TL;DR
Meta will spend between $115 billion and $135 billion on AI infrastructure in 2026, nearly double its 2025 investment of $72 billion. The spending supports Mark Zuckerberg’s vision of “personal superintelligence” and AI-powered advertising.
Infrastructure at National Scale
Meta’s planned capital expenditure for 2026 roughly equals Kenya’s entire GDP of $136 billion. The investment supports its Superintelligence Labs and core business operations, according to CFO Susan Li.
The company isn’t alone in this spending race. Amazon’s annual datacentre capex exceeded $100 billion last year, according to Omdia research.
Zuckerberg’s Superintelligence Vision
CEO Mark Zuckerberg described 2026 as a year of AI acceleration. “We’re starting to see agents really work. This will unlock the ability to build completely new products and transform how we work,” he said during an earnings call.
Meta’s pathway centres on what Zuckerberg calls “personal superintelligence”—AI that understands individual users’ history, interests, content, and relationships.
Merging AI with Advertising
A significant portion of the infrastructure expansion supports Meta’s plan to merge large language models with the recommendation systems powering Facebook, Instagram, Threads, and its advertising platform.
The company doubled the GPUs used to train its GEM generative ads model ranking in Q4 alone.

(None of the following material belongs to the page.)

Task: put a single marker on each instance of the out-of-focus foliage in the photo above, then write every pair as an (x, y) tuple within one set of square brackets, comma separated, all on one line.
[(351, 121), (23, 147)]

“Soon, we’ll be able to understand people’s unique personal goals, and tailor feeds to show each person content that helps them improve their lives in the ways that they want,” Zuckerberg claimed.
Financial Results
Meta reported Q4 2025 revenue of $59.89 billion, up 24% year-on-year, with full-year revenue reaching $200.96 billion. The company recently signed agreements with three providers for nuclear energy to power its expanding datacentre network.